Comfort bowls like brisket atop polenta and a chunky tomato sauce or braised lamb on rice with roasted golden beets and a scatter of slightly funky soft cheese recall, in a great way, something you might eat at your mom’s kitchen table before homework begins. More importantly, they help stretch proteins and become richer, though not prettier, once you grab a big spoon and swirl those flavors together (also a good way to solve the occasional seasoning shortfall, like undersalted polenta). Garaventa cheerfully admits she and Biehn let convictions guide them more than any formal culinary training. “We’re not chefs; we’re straight-up home cooks.”

From within some rigorous self-imposed guardrails, these two non-chefs deliver an impressive range of humble hangout food that’s also inordinately beautiful; edible flowers and toppers of wee greens are as ubiquitous as the plaid cloth napkins that look borrowed from a farmer’s overalls. The meat, cheese, and pickle plate is a Technicolor surprise compared with most charcuterie boards, a pair of oblong emmer crackers tipped over a vivid carpet of bacon jam, soppressata, rabbit pate, pickled blueberries, beets, and carrots, like logs on an edible forest floor.

That beautiful meat, cheese, and pickle plate.

Image: Amber Fouts

In changing the way diners think about meat, broth might be more powerful than rhetoric. The Ruby Brink serves it by the china mug, its shimmering brown contents shifting with each 24-hour simmer, depending on what combo of animal bones Garaventa needs to use up (seasons and farms matter too, she says: jalapenos from Walla Walla taste different than ones from Vashon or Bellingham). Broth also drives the Ruby Brink’s best dish: the Meat and Noodle bowl that takes its name from the popup Garaventa and Biehn ran for five years.

It’s a good avatar for this place, deeply meaty but deceptively light, with beautiful vegetables as a framing device—the biggest presence is neither the thicket of braised lamb (or, on some days, pork) nor the moderate tangle of noodles, but veggies in multiple hues: purple cabbage, a pair of tender carrots, and a chunk of pickled shallot. The soup comes with chopsticks, though there’s nothing particularly Asian about the flavors, save a soft-yolked egg that looks borrowed from a porny bowl of ramen. In a restaurant geared definitively toward Vashon locals, this soup is one of a few dishes that rises to the occasion of a ferry crossing from Seattle. So does the fat, finely ground lamb merguez sausage on a roll with a soft interior and satisfying crust. Each bite drips with its own juices, plus a spicy lemon sauce.

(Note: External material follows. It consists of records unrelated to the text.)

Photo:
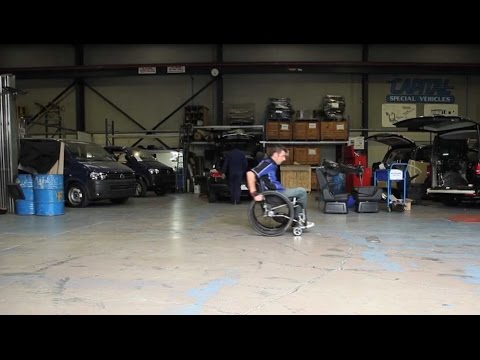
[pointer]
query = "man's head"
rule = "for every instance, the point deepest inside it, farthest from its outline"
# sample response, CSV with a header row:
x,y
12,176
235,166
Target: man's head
x,y
278,153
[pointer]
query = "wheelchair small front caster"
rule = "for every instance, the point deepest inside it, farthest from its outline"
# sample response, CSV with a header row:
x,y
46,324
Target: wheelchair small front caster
x,y
297,231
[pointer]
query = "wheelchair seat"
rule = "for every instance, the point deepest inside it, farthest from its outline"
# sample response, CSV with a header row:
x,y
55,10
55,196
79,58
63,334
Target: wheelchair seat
x,y
334,203
276,213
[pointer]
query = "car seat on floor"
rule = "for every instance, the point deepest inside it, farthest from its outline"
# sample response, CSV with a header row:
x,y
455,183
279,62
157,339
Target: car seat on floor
x,y
334,203
367,198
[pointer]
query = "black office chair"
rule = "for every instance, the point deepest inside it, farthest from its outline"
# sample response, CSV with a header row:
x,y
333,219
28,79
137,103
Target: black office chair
x,y
367,198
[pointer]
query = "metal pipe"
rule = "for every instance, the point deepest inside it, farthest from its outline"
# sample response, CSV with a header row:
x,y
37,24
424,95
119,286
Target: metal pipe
x,y
55,99
180,107
9,139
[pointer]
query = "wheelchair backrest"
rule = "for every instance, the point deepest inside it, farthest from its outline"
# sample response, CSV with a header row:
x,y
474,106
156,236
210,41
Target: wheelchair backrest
x,y
322,179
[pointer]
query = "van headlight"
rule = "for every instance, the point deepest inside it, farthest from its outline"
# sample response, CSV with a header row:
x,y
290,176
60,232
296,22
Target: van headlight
x,y
98,175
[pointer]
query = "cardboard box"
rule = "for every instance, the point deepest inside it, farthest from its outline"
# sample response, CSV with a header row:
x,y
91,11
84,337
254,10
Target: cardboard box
x,y
408,204
293,176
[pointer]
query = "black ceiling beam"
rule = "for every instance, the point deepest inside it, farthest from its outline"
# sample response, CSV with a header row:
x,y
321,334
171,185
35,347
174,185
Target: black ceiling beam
x,y
359,67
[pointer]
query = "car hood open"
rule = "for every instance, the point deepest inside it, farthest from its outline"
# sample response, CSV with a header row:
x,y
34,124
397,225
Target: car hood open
x,y
436,124
392,140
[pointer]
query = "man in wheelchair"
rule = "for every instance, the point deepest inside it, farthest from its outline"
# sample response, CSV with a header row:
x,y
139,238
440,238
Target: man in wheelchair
x,y
274,203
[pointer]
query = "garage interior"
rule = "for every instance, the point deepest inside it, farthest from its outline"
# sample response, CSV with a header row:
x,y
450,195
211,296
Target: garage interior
x,y
180,253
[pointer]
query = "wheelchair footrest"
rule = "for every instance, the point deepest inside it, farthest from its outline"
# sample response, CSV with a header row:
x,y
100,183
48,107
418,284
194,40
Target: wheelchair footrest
x,y
335,208
367,206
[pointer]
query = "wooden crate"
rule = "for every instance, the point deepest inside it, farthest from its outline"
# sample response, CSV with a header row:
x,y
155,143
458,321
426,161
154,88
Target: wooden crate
x,y
271,130
334,130
293,176
278,130
314,180
307,155
284,130
306,130
290,157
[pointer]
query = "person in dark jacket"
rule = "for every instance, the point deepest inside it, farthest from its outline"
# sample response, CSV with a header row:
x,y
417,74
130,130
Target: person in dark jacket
x,y
235,166
267,170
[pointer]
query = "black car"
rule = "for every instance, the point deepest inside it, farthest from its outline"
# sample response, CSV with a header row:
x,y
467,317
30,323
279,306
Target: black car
x,y
455,157
150,174
90,173
401,149
217,182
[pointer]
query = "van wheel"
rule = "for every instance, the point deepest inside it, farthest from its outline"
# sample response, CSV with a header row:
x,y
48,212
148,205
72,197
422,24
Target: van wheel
x,y
140,188
76,195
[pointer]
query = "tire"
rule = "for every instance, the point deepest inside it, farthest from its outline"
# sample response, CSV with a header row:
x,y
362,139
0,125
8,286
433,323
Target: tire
x,y
119,200
274,225
212,197
160,191
76,195
140,188
452,201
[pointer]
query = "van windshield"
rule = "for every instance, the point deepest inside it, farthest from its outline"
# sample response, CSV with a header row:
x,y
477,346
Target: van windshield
x,y
142,155
88,152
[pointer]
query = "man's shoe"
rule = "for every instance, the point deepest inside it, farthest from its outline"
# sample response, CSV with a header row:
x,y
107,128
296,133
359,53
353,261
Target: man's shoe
x,y
309,224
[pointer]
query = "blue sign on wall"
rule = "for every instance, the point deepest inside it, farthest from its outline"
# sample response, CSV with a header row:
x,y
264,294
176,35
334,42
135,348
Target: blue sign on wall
x,y
410,90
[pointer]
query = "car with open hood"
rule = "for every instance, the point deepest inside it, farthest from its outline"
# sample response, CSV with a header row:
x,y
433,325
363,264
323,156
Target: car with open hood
x,y
404,150
400,149
455,163
150,174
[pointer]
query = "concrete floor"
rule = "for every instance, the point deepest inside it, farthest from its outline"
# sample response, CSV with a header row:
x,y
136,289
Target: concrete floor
x,y
178,254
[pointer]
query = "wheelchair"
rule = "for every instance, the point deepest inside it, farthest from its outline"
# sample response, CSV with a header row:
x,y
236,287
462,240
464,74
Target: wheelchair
x,y
275,214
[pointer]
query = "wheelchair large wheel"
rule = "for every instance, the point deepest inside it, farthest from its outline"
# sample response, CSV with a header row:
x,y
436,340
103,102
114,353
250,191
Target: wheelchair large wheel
x,y
272,216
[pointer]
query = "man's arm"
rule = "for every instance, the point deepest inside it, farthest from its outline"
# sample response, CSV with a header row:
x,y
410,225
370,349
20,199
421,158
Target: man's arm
x,y
252,186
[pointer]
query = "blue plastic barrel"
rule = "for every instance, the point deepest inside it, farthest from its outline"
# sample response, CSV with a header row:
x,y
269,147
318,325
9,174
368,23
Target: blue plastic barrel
x,y
48,194
27,206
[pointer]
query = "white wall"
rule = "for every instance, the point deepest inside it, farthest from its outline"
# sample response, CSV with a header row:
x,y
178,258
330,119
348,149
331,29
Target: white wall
x,y
150,99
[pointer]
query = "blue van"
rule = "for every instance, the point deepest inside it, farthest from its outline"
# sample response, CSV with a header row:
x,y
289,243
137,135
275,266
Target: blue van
x,y
90,173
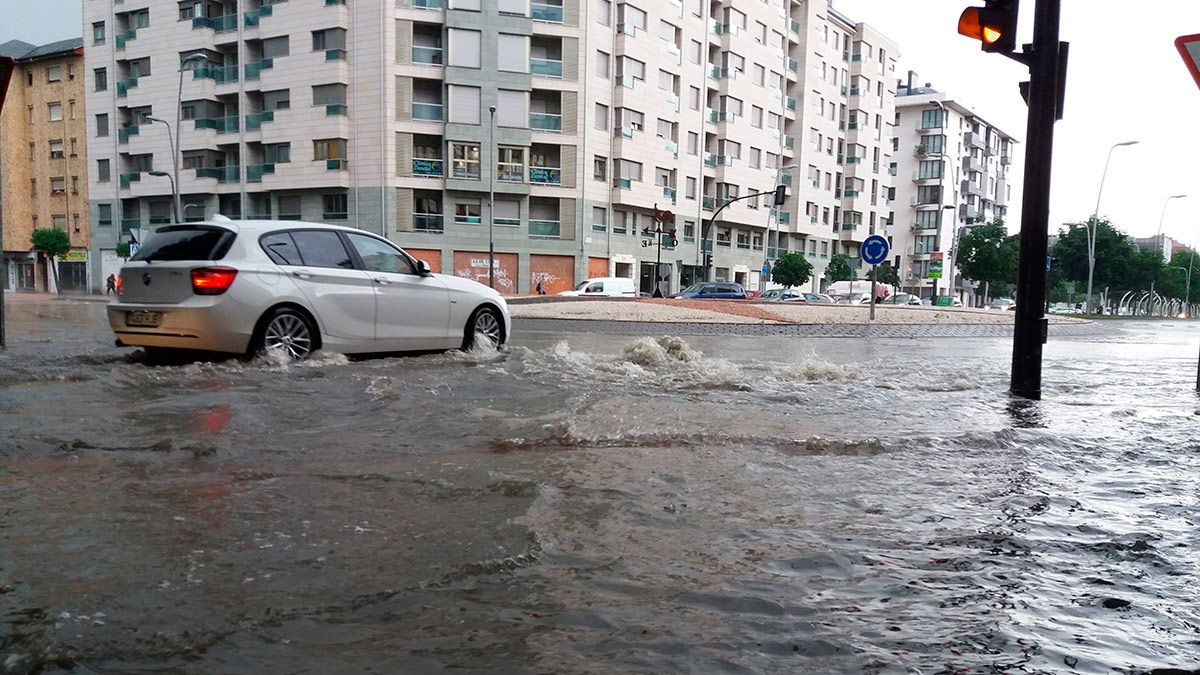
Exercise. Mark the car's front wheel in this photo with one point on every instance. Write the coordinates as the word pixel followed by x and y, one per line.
pixel 484 324
pixel 288 333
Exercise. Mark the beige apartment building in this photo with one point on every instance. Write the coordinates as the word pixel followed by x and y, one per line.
pixel 551 130
pixel 43 163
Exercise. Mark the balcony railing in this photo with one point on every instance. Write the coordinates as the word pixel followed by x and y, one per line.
pixel 427 55
pixel 541 12
pixel 546 121
pixel 255 121
pixel 431 112
pixel 546 67
pixel 546 175
pixel 433 168
pixel 427 222
pixel 550 228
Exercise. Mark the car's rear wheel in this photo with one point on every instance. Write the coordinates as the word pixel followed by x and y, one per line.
pixel 485 323
pixel 288 333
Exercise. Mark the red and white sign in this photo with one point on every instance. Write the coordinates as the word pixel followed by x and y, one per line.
pixel 1189 48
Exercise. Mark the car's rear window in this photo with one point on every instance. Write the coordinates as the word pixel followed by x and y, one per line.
pixel 186 243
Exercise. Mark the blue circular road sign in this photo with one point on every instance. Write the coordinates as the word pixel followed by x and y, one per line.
pixel 874 250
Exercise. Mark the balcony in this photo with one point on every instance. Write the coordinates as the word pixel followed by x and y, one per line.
pixel 222 174
pixel 129 178
pixel 429 222
pixel 545 228
pixel 251 18
pixel 546 67
pixel 255 121
pixel 219 24
pixel 221 125
pixel 256 69
pixel 549 13
pixel 427 167
pixel 546 175
pixel 429 112
pixel 255 173
pixel 546 121
pixel 427 55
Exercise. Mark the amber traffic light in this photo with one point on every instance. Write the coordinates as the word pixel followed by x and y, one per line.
pixel 994 25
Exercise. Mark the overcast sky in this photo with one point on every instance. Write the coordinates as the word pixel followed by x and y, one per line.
pixel 1126 82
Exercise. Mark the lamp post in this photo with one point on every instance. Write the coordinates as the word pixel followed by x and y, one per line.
pixel 1092 225
pixel 491 198
pixel 174 160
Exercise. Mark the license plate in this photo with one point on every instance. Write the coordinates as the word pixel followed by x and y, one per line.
pixel 143 317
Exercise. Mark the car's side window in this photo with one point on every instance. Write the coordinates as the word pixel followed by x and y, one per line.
pixel 322 248
pixel 281 249
pixel 381 256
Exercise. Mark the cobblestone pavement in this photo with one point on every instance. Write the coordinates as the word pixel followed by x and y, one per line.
pixel 797 330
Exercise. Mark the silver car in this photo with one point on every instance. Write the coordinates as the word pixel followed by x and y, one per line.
pixel 292 288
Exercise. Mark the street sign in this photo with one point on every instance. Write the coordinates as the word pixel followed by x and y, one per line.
pixel 874 250
pixel 1189 48
pixel 935 264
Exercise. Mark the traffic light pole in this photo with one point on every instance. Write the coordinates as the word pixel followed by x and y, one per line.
pixel 1030 332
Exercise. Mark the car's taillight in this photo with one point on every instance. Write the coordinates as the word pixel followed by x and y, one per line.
pixel 213 280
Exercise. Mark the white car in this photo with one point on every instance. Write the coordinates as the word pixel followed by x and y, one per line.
pixel 294 287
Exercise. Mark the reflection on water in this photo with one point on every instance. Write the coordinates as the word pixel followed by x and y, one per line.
pixel 601 503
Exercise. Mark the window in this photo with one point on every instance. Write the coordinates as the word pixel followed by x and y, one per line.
pixel 463 48
pixel 467 213
pixel 379 256
pixel 329 149
pixel 463 105
pixel 510 165
pixel 465 160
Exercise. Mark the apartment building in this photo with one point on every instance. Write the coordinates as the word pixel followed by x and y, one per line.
pixel 550 130
pixel 954 169
pixel 43 163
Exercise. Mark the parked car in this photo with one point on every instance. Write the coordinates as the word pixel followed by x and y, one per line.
pixel 604 286
pixel 713 291
pixel 294 287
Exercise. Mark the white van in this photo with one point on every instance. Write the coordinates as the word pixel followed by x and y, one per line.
pixel 604 286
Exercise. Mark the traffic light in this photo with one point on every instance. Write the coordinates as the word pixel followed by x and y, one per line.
pixel 994 25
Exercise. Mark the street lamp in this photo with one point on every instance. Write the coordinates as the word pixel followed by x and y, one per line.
pixel 491 199
pixel 1095 221
pixel 174 160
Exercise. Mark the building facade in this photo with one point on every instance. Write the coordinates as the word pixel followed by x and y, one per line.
pixel 551 131
pixel 43 165
pixel 953 171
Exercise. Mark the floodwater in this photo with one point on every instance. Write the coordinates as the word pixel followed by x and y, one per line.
pixel 600 503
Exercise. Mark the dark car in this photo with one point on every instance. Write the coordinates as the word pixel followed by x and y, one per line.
pixel 713 291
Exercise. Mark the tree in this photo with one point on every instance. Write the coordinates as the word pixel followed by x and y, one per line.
pixel 988 255
pixel 888 275
pixel 53 243
pixel 792 269
pixel 839 268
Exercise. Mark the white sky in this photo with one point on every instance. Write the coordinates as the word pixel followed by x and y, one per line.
pixel 1125 82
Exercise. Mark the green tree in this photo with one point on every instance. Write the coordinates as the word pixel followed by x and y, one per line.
pixel 988 255
pixel 53 243
pixel 839 268
pixel 792 269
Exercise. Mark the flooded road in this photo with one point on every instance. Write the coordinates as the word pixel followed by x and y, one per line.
pixel 600 503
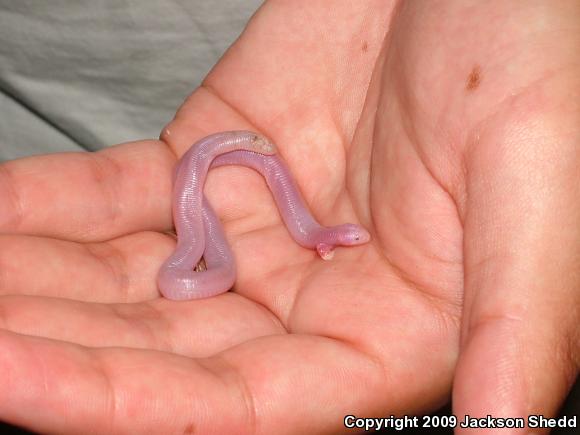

The Ruby Brink's dining room, plus the sausage on a roll, salad, and Meat and Noodle bowl.

Image: Amber Fouts

Much of the credit for the Ruby Brink’s lush menu goes to Vashon’s produce; this is the rare butchery with abundant vegetarian options, and Biehn has perfected its fancy toast game. On the “snack” half of the menu, ricotta and pickled strawberries, smoked garlic and honey, or tangy vache cheese or a fine chop of mushrooms with pickled fennel might top crunchy slabs of heritage grain sourdough.

Just one of many destination cocktails.

Image: Amber Fouts

The long, curved bar is the province of the third partner, Jake Heil. His part in the Ruby Brink’s quiet revolution is planting city-caliber vieux carres and sherry drinks on an island that mostly opts out of craft cocktail trends. The former manager at Portland’s Multnomah Whiskey Library translates his partners’ zero-waste principles into housemade quince grenadine and a bloody mary mix made with fermented carrots (like many hyperseasonal operations with a bar program, the Ruby Brink makes a resigned exception for citrus).

A growing body of chefs practice whole animal butchery and let sustainability dictate the menu. But doing it with day drinks, $18 entrees, and nary a word about the ethos that drives the kitchen? Now that’s revolutionary.